Swept up in Queen after Queen, the listener wonders at the DiDonato instrument, surely among the most glorious on display today. You can observe the subtly pressed delivery of the breath from the pelvis, the preferred place of origin, but the one singers have the most difficulty accessing. For DiDonato, breath seems effortless. But her achievement is not to be underestimated, because surely the sheer beauty of her voice originates with the breath. Her control combined with passion are well served by its seamless stream.
DiDonato does not shape words with her lips, but instead forms them in the mouth's interior. The sounds of the words emerge clearly, particularly the vowels, but the words are very much in the service of tone and emotion. How does she achieve such a relaxed impression with all the work that goes into such a delivery?
Accompanied by a Il Compresso Barocco, a young group from Russia, led by the violinist Dmitry Sinkovsky, the violin and supporting musicians played together and accompanied DiDonato like a chamber group, talking, supporting, underlining.

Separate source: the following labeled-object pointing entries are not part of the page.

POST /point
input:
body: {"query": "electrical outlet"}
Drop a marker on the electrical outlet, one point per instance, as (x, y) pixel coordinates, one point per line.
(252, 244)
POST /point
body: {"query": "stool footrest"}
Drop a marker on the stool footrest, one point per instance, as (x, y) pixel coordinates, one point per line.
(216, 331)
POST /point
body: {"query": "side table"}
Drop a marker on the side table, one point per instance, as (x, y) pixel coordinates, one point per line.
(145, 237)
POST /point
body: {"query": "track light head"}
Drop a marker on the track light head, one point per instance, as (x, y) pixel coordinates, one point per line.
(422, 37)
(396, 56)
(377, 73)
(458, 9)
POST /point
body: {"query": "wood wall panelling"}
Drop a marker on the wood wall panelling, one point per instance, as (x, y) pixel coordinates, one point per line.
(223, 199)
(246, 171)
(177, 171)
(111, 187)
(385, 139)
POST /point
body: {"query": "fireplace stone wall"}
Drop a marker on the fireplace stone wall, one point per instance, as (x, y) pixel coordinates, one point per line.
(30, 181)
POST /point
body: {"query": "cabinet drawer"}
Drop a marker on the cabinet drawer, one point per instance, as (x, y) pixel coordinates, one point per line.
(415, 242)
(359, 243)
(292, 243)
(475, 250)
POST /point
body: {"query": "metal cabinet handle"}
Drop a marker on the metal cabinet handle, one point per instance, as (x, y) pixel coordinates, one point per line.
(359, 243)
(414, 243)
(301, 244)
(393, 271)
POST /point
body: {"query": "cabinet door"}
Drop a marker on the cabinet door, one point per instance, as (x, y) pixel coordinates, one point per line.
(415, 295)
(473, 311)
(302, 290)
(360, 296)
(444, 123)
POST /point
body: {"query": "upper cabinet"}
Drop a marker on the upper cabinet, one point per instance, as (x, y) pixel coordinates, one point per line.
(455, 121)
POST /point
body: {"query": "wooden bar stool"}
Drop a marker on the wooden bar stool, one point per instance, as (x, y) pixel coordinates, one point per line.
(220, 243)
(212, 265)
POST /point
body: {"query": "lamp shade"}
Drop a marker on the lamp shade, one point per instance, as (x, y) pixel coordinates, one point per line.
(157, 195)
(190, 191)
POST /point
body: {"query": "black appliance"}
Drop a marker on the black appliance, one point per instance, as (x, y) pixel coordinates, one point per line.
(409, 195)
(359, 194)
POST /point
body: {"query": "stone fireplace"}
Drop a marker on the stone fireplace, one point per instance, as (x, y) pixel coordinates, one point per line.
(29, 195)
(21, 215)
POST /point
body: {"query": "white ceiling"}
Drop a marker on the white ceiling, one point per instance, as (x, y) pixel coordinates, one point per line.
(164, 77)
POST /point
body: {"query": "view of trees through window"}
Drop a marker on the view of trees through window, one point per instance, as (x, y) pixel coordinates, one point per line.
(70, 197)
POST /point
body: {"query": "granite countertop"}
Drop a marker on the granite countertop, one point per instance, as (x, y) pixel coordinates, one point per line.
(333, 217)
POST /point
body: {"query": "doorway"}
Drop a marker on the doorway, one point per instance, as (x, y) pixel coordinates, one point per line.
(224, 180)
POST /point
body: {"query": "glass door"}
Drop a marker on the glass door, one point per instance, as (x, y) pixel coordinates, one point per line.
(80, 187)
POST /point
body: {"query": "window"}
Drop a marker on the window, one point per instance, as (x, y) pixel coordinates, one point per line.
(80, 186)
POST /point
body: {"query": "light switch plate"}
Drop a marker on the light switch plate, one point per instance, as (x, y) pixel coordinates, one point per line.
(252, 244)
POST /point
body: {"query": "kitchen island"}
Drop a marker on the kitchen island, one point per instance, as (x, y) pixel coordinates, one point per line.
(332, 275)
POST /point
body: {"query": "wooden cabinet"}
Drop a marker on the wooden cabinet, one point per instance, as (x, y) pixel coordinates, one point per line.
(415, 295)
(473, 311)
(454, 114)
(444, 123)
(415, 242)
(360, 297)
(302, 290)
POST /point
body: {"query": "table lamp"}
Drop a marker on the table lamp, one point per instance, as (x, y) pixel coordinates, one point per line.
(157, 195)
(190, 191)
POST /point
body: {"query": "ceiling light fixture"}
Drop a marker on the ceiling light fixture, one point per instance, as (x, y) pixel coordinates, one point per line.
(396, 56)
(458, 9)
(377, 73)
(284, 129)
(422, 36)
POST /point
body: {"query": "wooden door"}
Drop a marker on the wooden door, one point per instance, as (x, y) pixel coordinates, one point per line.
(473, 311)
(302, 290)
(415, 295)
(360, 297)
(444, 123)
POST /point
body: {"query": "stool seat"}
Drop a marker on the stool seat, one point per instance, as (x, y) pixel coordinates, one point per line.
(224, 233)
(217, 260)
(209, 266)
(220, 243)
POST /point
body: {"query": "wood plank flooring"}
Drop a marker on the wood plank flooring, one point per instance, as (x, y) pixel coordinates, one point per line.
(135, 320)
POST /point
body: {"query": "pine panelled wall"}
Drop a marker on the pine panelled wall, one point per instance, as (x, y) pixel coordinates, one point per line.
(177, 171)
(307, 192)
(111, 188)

Sinkovsky is a superb violinist. He danced and dipped as he performed. To conduct, he mouthed the singer's words. The violinists also stood, a particularly inviting performance posture.
For the second part of the program, DiDonato unwrapped her dress. Where she had grasped a long matching red scarf, she now had her arms wrapped. The dress split apart over hip hoops, so that she spread queenly-wide.
DiDonato writes of the goals she so beautifully achieved in personal notes in the program. "Why do we adore these queens of the drama? The answer for me is at the heart of why we love opera. We yearn to open hidden doors into the richest, most complex, utterly human and profoundly moving emotions that we not be able to access left to our own devices. The crazy plots and extreme circumstances...give us permission to unleash our often too-idle imagination. ...we will find welcome release in Cleopatra’s broken, hunted tears...allowed to weep at Rosanne’s unbridled joy or perhaps learn to love a bit more purely through Orontea's heartfelt plea to her sleeping lover." No one could say it better.
The unusual combination of vocal beauty, dramatic presentation and glorious tones distinguishes DiDonato, who is at the same time warmly appreciative of her audience. Worth catching anywhere at any time, but particularly at Carnegie Hall, which offers such a wonderful sound box for musicians' talent.